I would be obliged if someone could please solve the following recurrence using generating functions:
$a_n-a_{n-1}-2a_{n-2}=4n$
Given that: $a_0=-4, a_1=-5$
I know how to solve this using the usual method (adding general solution and particular solution), but would like to see a generating function approach.
The answer, anyway, is:
$a_n=2^n-2n-5$
Thanks to all!
My efforts:
Let $A(x)=a_0+a_1x+ \cdots +a_nx^n+ \cdots $ be the generating function for the sequence $a_n$.
Then, $A(x)-xA(x)-2x^2A(x)=a_0+(a_1-a_0)x+(a_2-a_1-2a_0)x^2+ \cdots +(a_n-a_{n-1}-2a_{n-2})x^n+ \cdots$ gives the required sequence.
But $A(x)(1-x-2x^2)$ satisfies $4+4x+ \cdots +4x^n+ \cdots$
Or, $$A(x)(1-x-2x^2)=4( \frac 1 {1-x})$$
Simplifying and dividing gives:
$$A(x)= \frac 4 {(1-x^2)(1-2x)}$$
Then, I guess, we split it into partial fractions and get the sequence, right?

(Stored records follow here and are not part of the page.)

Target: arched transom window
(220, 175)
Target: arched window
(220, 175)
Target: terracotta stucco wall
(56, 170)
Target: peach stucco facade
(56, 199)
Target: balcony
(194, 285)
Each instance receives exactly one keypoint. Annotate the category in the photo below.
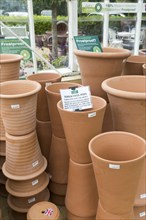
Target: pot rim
(22, 83)
(108, 53)
(117, 133)
(122, 93)
(12, 58)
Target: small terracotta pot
(44, 79)
(105, 215)
(80, 127)
(40, 209)
(44, 134)
(58, 160)
(133, 65)
(24, 159)
(27, 188)
(2, 148)
(10, 66)
(18, 102)
(144, 69)
(53, 96)
(118, 158)
(96, 67)
(81, 196)
(57, 188)
(140, 212)
(23, 204)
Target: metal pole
(31, 31)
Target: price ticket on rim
(76, 98)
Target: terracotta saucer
(29, 187)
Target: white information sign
(76, 98)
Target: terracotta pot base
(36, 212)
(22, 205)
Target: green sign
(88, 43)
(14, 46)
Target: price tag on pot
(76, 98)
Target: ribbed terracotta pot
(2, 148)
(29, 187)
(127, 96)
(81, 196)
(80, 127)
(96, 67)
(58, 160)
(140, 212)
(24, 159)
(44, 134)
(144, 69)
(18, 104)
(53, 96)
(10, 66)
(118, 158)
(44, 79)
(44, 210)
(133, 65)
(23, 204)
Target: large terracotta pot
(24, 159)
(118, 158)
(96, 67)
(133, 65)
(18, 106)
(80, 127)
(44, 210)
(81, 196)
(10, 66)
(127, 96)
(44, 79)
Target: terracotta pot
(81, 196)
(80, 127)
(140, 212)
(96, 67)
(71, 216)
(2, 148)
(57, 188)
(29, 187)
(133, 65)
(44, 79)
(40, 209)
(10, 66)
(144, 69)
(128, 104)
(18, 101)
(23, 204)
(24, 159)
(53, 96)
(44, 134)
(58, 160)
(118, 158)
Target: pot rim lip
(117, 54)
(86, 111)
(25, 177)
(31, 192)
(20, 82)
(116, 133)
(58, 76)
(122, 93)
(13, 58)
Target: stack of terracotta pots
(80, 126)
(25, 165)
(59, 157)
(10, 67)
(43, 123)
(127, 96)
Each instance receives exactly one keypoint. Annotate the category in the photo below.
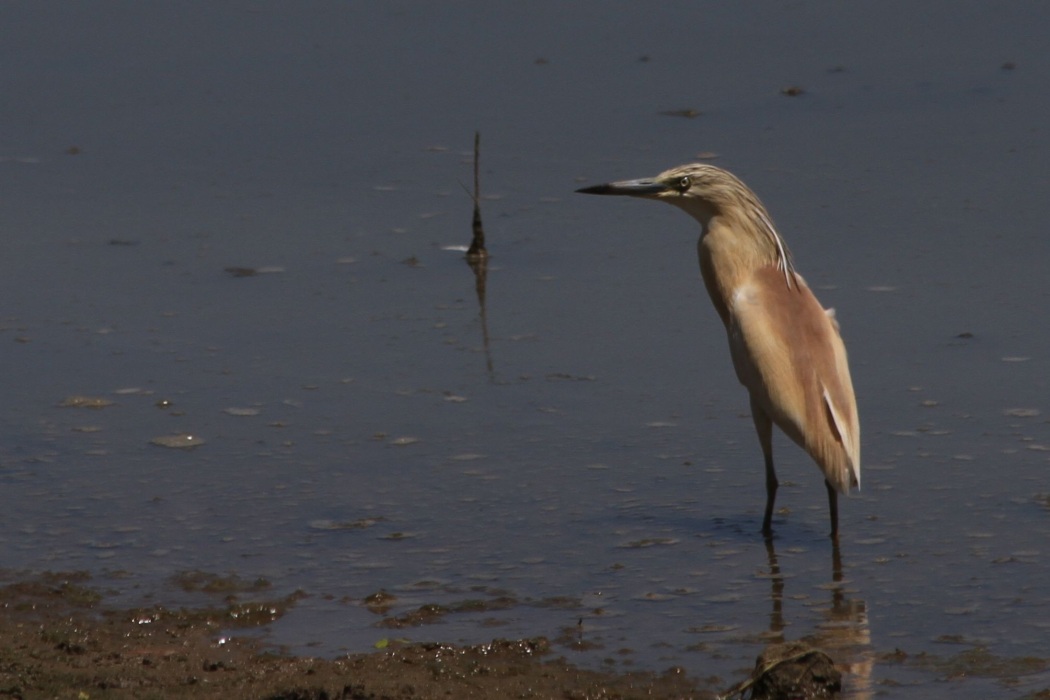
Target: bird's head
(700, 189)
(706, 191)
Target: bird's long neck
(730, 253)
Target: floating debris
(251, 272)
(233, 410)
(1022, 412)
(78, 401)
(179, 441)
(359, 524)
(688, 112)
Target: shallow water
(593, 462)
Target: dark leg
(764, 428)
(833, 505)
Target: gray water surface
(592, 465)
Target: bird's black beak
(634, 188)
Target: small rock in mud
(789, 671)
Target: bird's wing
(788, 353)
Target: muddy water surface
(590, 472)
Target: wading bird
(785, 347)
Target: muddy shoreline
(59, 637)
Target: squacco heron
(785, 347)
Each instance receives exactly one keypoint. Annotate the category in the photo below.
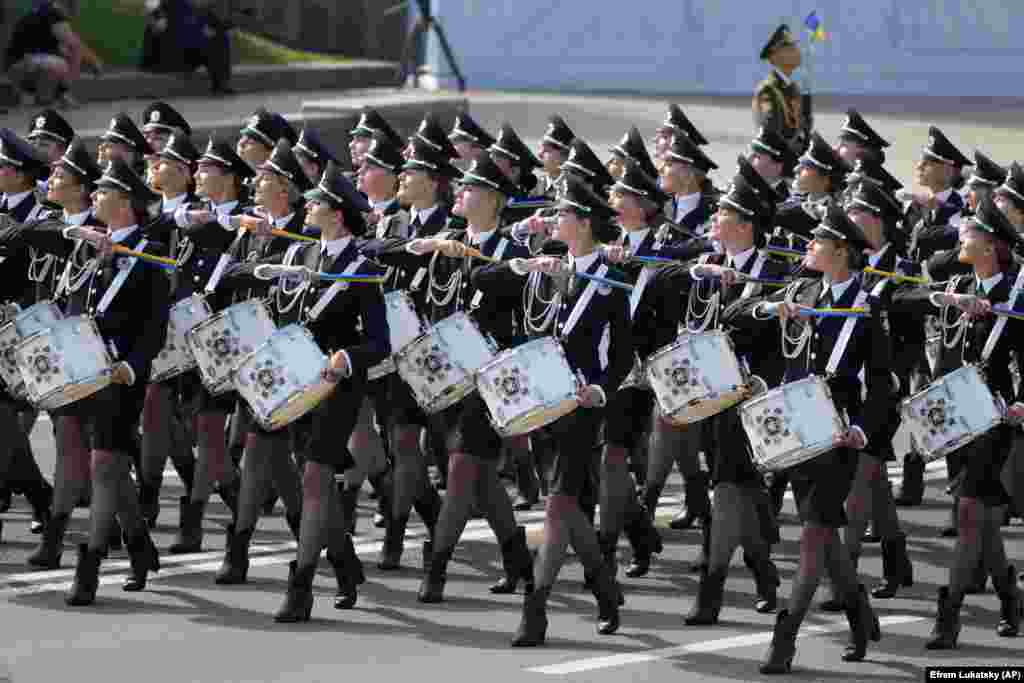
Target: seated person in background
(45, 55)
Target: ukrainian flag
(815, 27)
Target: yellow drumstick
(153, 258)
(293, 236)
(897, 275)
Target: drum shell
(65, 364)
(696, 377)
(528, 387)
(440, 367)
(949, 413)
(792, 424)
(23, 325)
(283, 379)
(176, 356)
(404, 325)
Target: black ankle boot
(896, 568)
(432, 588)
(709, 603)
(83, 591)
(783, 645)
(534, 625)
(229, 496)
(766, 580)
(299, 598)
(348, 573)
(189, 536)
(148, 502)
(518, 563)
(236, 564)
(394, 544)
(1011, 605)
(294, 521)
(863, 626)
(47, 554)
(143, 558)
(946, 628)
(349, 505)
(645, 542)
(608, 598)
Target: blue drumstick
(605, 281)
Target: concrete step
(332, 118)
(117, 85)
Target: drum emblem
(266, 378)
(511, 385)
(773, 425)
(44, 363)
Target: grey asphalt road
(183, 628)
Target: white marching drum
(176, 357)
(65, 364)
(404, 326)
(283, 379)
(219, 343)
(950, 413)
(440, 366)
(528, 386)
(22, 325)
(696, 377)
(792, 424)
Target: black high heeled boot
(783, 645)
(432, 587)
(896, 568)
(518, 564)
(946, 628)
(394, 544)
(299, 599)
(189, 536)
(47, 554)
(709, 603)
(534, 625)
(863, 625)
(235, 566)
(1011, 603)
(142, 557)
(348, 573)
(83, 590)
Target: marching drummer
(25, 278)
(472, 443)
(71, 184)
(128, 301)
(582, 312)
(838, 348)
(348, 323)
(740, 514)
(974, 334)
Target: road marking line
(593, 664)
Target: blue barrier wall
(909, 47)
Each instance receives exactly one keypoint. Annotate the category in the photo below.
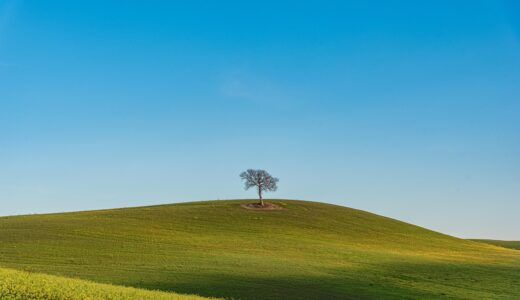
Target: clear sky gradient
(410, 109)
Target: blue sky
(402, 108)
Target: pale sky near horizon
(406, 109)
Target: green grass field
(19, 285)
(505, 244)
(308, 250)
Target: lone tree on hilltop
(260, 179)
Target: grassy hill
(505, 244)
(217, 248)
(26, 286)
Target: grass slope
(307, 250)
(505, 244)
(21, 285)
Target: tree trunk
(260, 196)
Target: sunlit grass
(19, 285)
(308, 250)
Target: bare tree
(260, 179)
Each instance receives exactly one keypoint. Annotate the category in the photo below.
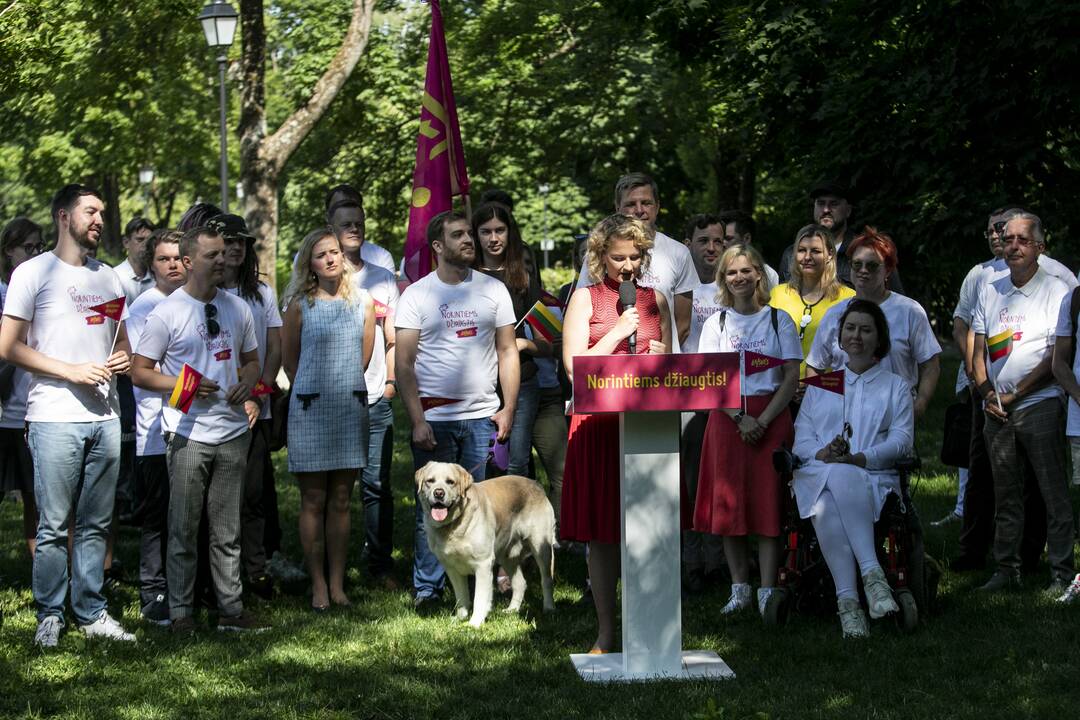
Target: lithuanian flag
(1000, 344)
(184, 391)
(545, 317)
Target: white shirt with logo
(1031, 314)
(382, 287)
(671, 272)
(912, 339)
(266, 315)
(54, 298)
(456, 362)
(705, 302)
(148, 435)
(175, 333)
(755, 334)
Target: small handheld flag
(1000, 344)
(831, 381)
(758, 363)
(184, 391)
(113, 310)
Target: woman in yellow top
(813, 286)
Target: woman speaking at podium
(598, 323)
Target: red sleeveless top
(607, 309)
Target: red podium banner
(631, 383)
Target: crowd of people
(164, 408)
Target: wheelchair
(804, 583)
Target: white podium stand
(651, 581)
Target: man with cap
(832, 208)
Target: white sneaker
(763, 598)
(853, 621)
(106, 627)
(1072, 592)
(49, 632)
(878, 594)
(739, 599)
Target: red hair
(878, 242)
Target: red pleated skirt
(590, 511)
(738, 489)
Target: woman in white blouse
(738, 490)
(849, 444)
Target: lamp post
(545, 243)
(219, 25)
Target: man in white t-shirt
(1015, 322)
(455, 340)
(151, 473)
(739, 229)
(380, 379)
(73, 354)
(345, 213)
(671, 268)
(213, 333)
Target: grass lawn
(980, 657)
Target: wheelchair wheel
(778, 607)
(907, 619)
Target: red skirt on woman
(738, 488)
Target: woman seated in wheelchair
(849, 445)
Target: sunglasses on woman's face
(212, 325)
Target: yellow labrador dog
(473, 527)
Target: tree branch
(275, 150)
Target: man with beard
(832, 209)
(455, 339)
(73, 353)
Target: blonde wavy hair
(829, 281)
(617, 227)
(748, 252)
(304, 282)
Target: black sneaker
(157, 611)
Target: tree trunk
(262, 157)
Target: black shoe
(261, 587)
(967, 564)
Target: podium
(649, 392)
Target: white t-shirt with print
(912, 339)
(175, 333)
(456, 358)
(1031, 313)
(671, 271)
(704, 304)
(754, 333)
(382, 287)
(148, 435)
(54, 297)
(266, 315)
(13, 413)
(1065, 330)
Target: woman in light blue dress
(327, 338)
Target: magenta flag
(440, 172)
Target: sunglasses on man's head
(212, 325)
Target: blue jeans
(75, 467)
(521, 431)
(466, 443)
(375, 485)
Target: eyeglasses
(806, 320)
(212, 325)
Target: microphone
(628, 296)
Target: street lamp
(219, 24)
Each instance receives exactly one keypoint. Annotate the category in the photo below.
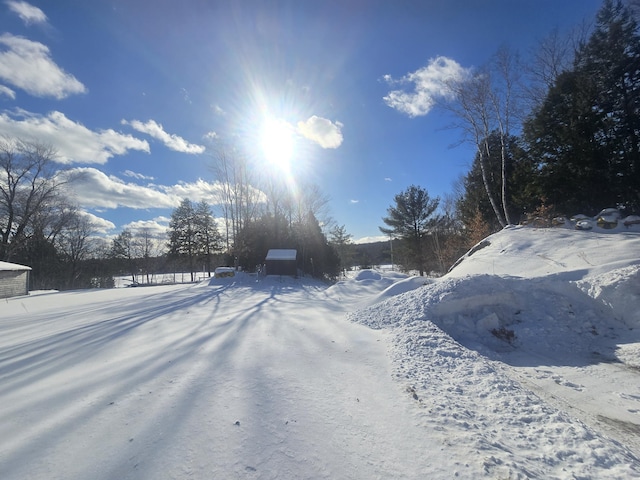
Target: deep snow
(378, 376)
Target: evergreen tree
(183, 235)
(585, 134)
(208, 239)
(410, 219)
(341, 240)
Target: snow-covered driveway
(243, 380)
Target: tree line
(555, 137)
(558, 136)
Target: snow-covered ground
(379, 376)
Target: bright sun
(277, 142)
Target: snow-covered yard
(379, 376)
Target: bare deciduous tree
(30, 187)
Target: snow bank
(491, 353)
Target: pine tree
(409, 219)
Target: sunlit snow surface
(378, 376)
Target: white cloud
(172, 141)
(27, 65)
(92, 188)
(27, 12)
(100, 225)
(156, 228)
(322, 131)
(373, 239)
(428, 85)
(8, 92)
(210, 136)
(74, 142)
(139, 176)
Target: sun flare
(277, 142)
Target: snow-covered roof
(4, 266)
(282, 254)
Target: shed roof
(5, 266)
(282, 254)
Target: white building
(14, 279)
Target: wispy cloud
(425, 86)
(172, 141)
(100, 225)
(92, 188)
(27, 12)
(27, 65)
(74, 142)
(324, 132)
(210, 136)
(156, 227)
(218, 110)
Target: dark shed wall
(281, 267)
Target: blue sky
(133, 93)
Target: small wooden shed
(14, 279)
(281, 261)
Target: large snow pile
(522, 362)
(529, 332)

Please help me out now. Thanks for your help again.
Best Answer
You have more or less the right idea, but the right hand side is the sequence $(4n)$, not $(4)$. We have, \begin{align*} \sum_{n=0}^\infty 4n x^n &= \sum_{n=0}^\infty 4(n + 1)x^n - \sum_{n=0}^\infty 4x^n \\ &= \frac{\mathrm{d}}{\mathrm{d}x}\sum_{n=0}^\infty 4x^{n+1} - \sum_{n=0}^\infty 4x^n \\ &= \frac{\mathrm{d}}{\mathrm{d}x}\left(\frac{4}{1 - x} - 4\right) - \frac{4}{1 - x} \\ &= \frac{4}{(1 - x)^2} - \frac{4}{1 - x} \\ &= \frac{4x}{(1 - x)^2}. \end{align*}
As you noted, we have \begin{align*} A(x) - xA(x) - 2x^2A(x) &= a_0 + (a_1 - a_0)x + (a_2 - a_1 - 2a_0)x^2 + (a_3 - a_2 - 2a_1)x^3 + \ldots \\ &= a_0 + (a_1 - a_0)x + (4 \cdot 2)x^2 + (4 \cdot 3)x^3 + \ldots + 4n x^n + \ldots \\ &= \frac{4x}{(1 - x)^2} + a_0 + (a_1 - a_0)x - 4x \\ &= \frac{4x}{(1 - x)^2} - 4 + (-5 + 4)x - 4x \\ &= \frac{4x}{(1 - x)^2} - 4 - 5x \\ &= \frac{4x - (4 + 5x)(1 - x)^2}{(1 - x)^2} \\ &= \frac{-5x^3+6x^2+7x-4}{(1 - x)^2} \\ A(x) &= \frac{-5x^3+6x^2+7x-4}{(1 - x)^2(1 - x - 2x^2)} \\ &= \frac{-5x^3+6x^2+7x-4}{(1 - x)^2(1 - 2x)(1 + x)}. \end{align*} Before we apply partial fractions, it's worth testing if this fraction can be simplified at all. Plugging in $x = -1$ produces $0$, meaning that $1 + x$ divides it. Dividing out $1 + x$ from the numerator and denominator, $$A(x) = \frac{-5x^2 + 11x - 4}{(1 - x)^2(1 - 2x)}$$
Now we apply partial fractions. We wish to find $a, b, c$ such that $$A(x) = \frac{a}{1 - x} + \frac{b}{(1 - x)^2} + \frac{c}{1 - 2x},$$ or equivalently, $$-5x^2 + 11x - 4 = a(1 - x)(1 - 2x) + b(1 - 2x) + c(1 - x)^2.$$ Considering $x = 1$, $$-5 \cdot 1^2 + 11 \cdot 1 - 4 = b \cdot (-1) \implies b = -2.$$ Considering $x = \frac{1}{2}$, $$-5 \cdot \left(\frac{1}{2}\right)^2 + 11 \cdot \frac{1}{2} - 4 = c \cdot \left( \frac{1}{2}\right)^2 \cdot \implies c = 1.$$ Now, using these values of $b$ and $c$, we can find $a$ by substituting a different value for $x$, e.g. $x = 0$: $$-4 = a + (-2) \cdot 1 + 1 \cdot 1^2 \implies a = -3.$$ That is, $$A(x) = \frac{-3}{1 - x} + \frac{-2}{(1 - x)^2} + \frac{1}{1 - 2x}.$$ We finally convert these generating functions back to sequences: $$a_n = -3 + (-2)(n + 1) + 2^n = -5 + 2n + 2^n,$$ as required.